Considerations when developing an operator for Open Horizon

It is a best practice to make liberal use of the operator’s status capability because Open Horizon reports whatever status the operator creates into the Open Horizon management hub. When writing an operator, the operator-framework generates a Kubernetes Custom Resource Definition (CRD) for the operator. Every operator CRD has a status object that should be populated with important status information about the state of the operator and the edge service it is deploying. This is not done automatically by Kubernetes; it needs to be written into the implementation of the operator by the operator developer. The Open Horizon agent in an edge cluster periodically gathers operator status and reports it to the management hub.

The operator can choose to attach the service-specific Open Horizon environment variables to any services that it starts. When the operator is started, the Open Horizon agent creates a Kubernetes configmap called hzn-env-vars that contains the service-specific environment variables. The operator can optionally attach that config map to any deployments that it creates, which enables services that it starts to recognize the same service-specific environment variables. These are the same environment variables that are injected into services that run on edge devices. The only exception is the ESS* environment variables because the Model Management System (MMS) is not yet supported for edge cluster services.

If wanted, operators that are deployed by Open Horizon can be deployed into a namespace other than the default namespace. This is accomplished by the operator developer modifying the operator yaml files to point to the namespace. There are two ways to accomplish this:

  • Modify the operator’s Deployment definition (usually called ./deploy/operator.yaml) to specify a namespace


  • Include a namespace definition yaml file with the operator’s yaml definition files; for example, in the operator project’s ./deploy directory.

Note: When an operator is deployed into a non-default namespace, Open Horizon creates the namespace if it does not exist and removes it when the operator is undeployed by Open Horizon.
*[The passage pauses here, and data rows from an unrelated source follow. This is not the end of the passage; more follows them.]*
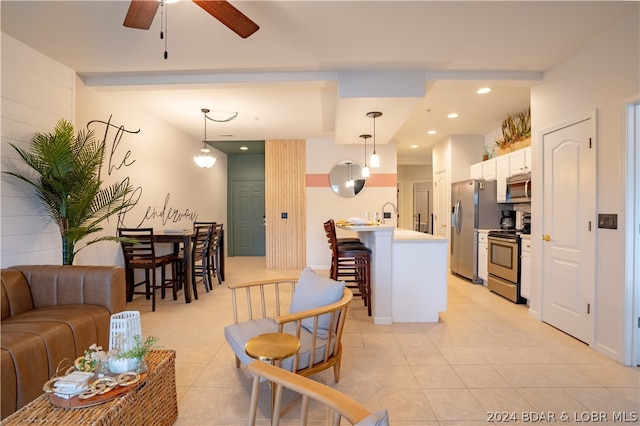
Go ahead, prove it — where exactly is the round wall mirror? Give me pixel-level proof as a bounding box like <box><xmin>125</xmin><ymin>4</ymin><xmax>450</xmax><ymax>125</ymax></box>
<box><xmin>329</xmin><ymin>160</ymin><xmax>366</xmax><ymax>198</ymax></box>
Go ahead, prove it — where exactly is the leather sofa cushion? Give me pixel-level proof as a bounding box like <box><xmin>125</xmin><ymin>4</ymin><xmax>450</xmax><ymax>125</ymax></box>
<box><xmin>2</xmin><ymin>269</ymin><xmax>33</xmax><ymax>321</ymax></box>
<box><xmin>1</xmin><ymin>305</ymin><xmax>111</xmax><ymax>417</ymax></box>
<box><xmin>2</xmin><ymin>332</ymin><xmax>49</xmax><ymax>417</ymax></box>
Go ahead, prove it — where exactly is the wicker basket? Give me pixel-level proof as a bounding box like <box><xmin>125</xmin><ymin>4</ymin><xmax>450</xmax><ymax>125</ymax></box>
<box><xmin>0</xmin><ymin>350</ymin><xmax>178</xmax><ymax>426</ymax></box>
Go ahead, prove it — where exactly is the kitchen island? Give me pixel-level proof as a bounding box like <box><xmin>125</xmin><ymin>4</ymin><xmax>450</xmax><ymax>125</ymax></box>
<box><xmin>337</xmin><ymin>225</ymin><xmax>448</xmax><ymax>324</ymax></box>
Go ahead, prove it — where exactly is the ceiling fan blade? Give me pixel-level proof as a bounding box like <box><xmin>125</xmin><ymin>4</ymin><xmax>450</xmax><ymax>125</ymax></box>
<box><xmin>193</xmin><ymin>0</ymin><xmax>260</xmax><ymax>38</ymax></box>
<box><xmin>123</xmin><ymin>0</ymin><xmax>160</xmax><ymax>30</ymax></box>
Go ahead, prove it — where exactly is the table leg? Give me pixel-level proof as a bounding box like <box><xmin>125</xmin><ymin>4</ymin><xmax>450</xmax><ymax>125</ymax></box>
<box><xmin>184</xmin><ymin>236</ymin><xmax>193</xmax><ymax>303</ymax></box>
<box><xmin>216</xmin><ymin>230</ymin><xmax>224</xmax><ymax>281</ymax></box>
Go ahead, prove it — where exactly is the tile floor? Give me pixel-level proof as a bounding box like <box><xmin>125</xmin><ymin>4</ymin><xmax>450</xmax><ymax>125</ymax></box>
<box><xmin>127</xmin><ymin>257</ymin><xmax>640</xmax><ymax>426</ymax></box>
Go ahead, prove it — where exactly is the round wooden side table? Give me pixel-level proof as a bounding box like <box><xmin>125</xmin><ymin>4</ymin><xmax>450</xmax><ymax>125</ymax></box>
<box><xmin>244</xmin><ymin>333</ymin><xmax>300</xmax><ymax>420</ymax></box>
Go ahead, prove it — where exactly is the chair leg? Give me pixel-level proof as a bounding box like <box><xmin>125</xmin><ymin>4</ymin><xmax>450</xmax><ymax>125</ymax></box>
<box><xmin>144</xmin><ymin>269</ymin><xmax>155</xmax><ymax>300</ymax></box>
<box><xmin>171</xmin><ymin>262</ymin><xmax>179</xmax><ymax>300</ymax></box>
<box><xmin>151</xmin><ymin>269</ymin><xmax>156</xmax><ymax>312</ymax></box>
<box><xmin>191</xmin><ymin>264</ymin><xmax>198</xmax><ymax>300</ymax></box>
<box><xmin>160</xmin><ymin>266</ymin><xmax>167</xmax><ymax>300</ymax></box>
<box><xmin>333</xmin><ymin>358</ymin><xmax>342</xmax><ymax>383</ymax></box>
<box><xmin>212</xmin><ymin>249</ymin><xmax>222</xmax><ymax>285</ymax></box>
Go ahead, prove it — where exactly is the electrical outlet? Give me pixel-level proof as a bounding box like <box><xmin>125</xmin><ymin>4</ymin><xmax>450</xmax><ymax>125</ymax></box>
<box><xmin>598</xmin><ymin>214</ymin><xmax>618</xmax><ymax>229</ymax></box>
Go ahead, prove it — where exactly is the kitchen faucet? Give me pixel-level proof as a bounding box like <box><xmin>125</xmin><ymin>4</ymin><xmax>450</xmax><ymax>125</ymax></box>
<box><xmin>380</xmin><ymin>201</ymin><xmax>398</xmax><ymax>224</ymax></box>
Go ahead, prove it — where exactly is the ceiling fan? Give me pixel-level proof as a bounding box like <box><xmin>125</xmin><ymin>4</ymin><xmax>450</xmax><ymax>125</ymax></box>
<box><xmin>123</xmin><ymin>0</ymin><xmax>260</xmax><ymax>38</ymax></box>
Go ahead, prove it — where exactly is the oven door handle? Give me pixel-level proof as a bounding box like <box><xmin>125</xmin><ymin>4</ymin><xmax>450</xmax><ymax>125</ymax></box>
<box><xmin>487</xmin><ymin>236</ymin><xmax>518</xmax><ymax>244</ymax></box>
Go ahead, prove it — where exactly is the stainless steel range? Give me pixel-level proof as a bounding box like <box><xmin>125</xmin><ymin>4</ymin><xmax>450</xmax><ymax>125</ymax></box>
<box><xmin>487</xmin><ymin>230</ymin><xmax>526</xmax><ymax>303</ymax></box>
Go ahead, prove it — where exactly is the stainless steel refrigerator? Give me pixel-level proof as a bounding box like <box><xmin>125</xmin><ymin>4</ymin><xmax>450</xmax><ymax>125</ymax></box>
<box><xmin>449</xmin><ymin>179</ymin><xmax>501</xmax><ymax>283</ymax></box>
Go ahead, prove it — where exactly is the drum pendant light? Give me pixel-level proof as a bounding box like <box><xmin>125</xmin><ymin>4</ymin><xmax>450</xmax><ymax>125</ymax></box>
<box><xmin>367</xmin><ymin>111</ymin><xmax>382</xmax><ymax>167</ymax></box>
<box><xmin>360</xmin><ymin>135</ymin><xmax>371</xmax><ymax>178</ymax></box>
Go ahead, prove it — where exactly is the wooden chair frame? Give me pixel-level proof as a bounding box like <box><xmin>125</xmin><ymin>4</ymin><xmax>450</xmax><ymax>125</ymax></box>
<box><xmin>247</xmin><ymin>361</ymin><xmax>371</xmax><ymax>426</ymax></box>
<box><xmin>229</xmin><ymin>278</ymin><xmax>353</xmax><ymax>382</ymax></box>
Packaging an operator for Open Horizon

After an operator is written and tested, it needs to be packaged for deployment by Open Horizon:

  1. Ensure that the operator is packaged to run as a deployment inside a cluster. This means that the operator is built into a container and pushed to the container registry from which the container is retrieved when deployed by Open Horizon. Typically, this is accomplished by building the operator by using the operator-sdk build followed by docker push commands. This is described in Operator Tutorial ..

  2. Ensure the service container or containers that are deployed by the operator are also pushed to the registry from which the operator will deploy them.

  3. Create an archive that contains the operator’s yaml definition files from the operator project:

    cd <operator-project>/<operator-name>/deploy
    tar -zcvf <archive-name>.tar.gz ./*

    Note: For macOS users, consider creating a clean archive tar.gz file to ensure that no hidden files exist in the tar.gz file. For example, a .DS_store file can cause problems when you deploy a helm operator. If you suspect that a hidden file exists, extract the tar.gz on your Linux system. For more information, see Tar command in macOS .

    tar -xzpvf x.tar --exclude=".*"
  4. Use the Open Horizon service creation tools to create a service definition for the operator service, for example:

    1. Create a new project:

      hzn dev service new -V <a version> -s <a service name> -c cluster
    2. Edit the horizon/service.definition.json file to point to the operator’s yaml archive created previously in step 3.

    3. Create a service signing key, or use one you have already created.

    4. Publish the service

      hzn exchange service publish -k <signing key> -f ./horizon/service.definition.json
  5. Create a deployment policy or pattern to deploy the operator service to an edge cluster.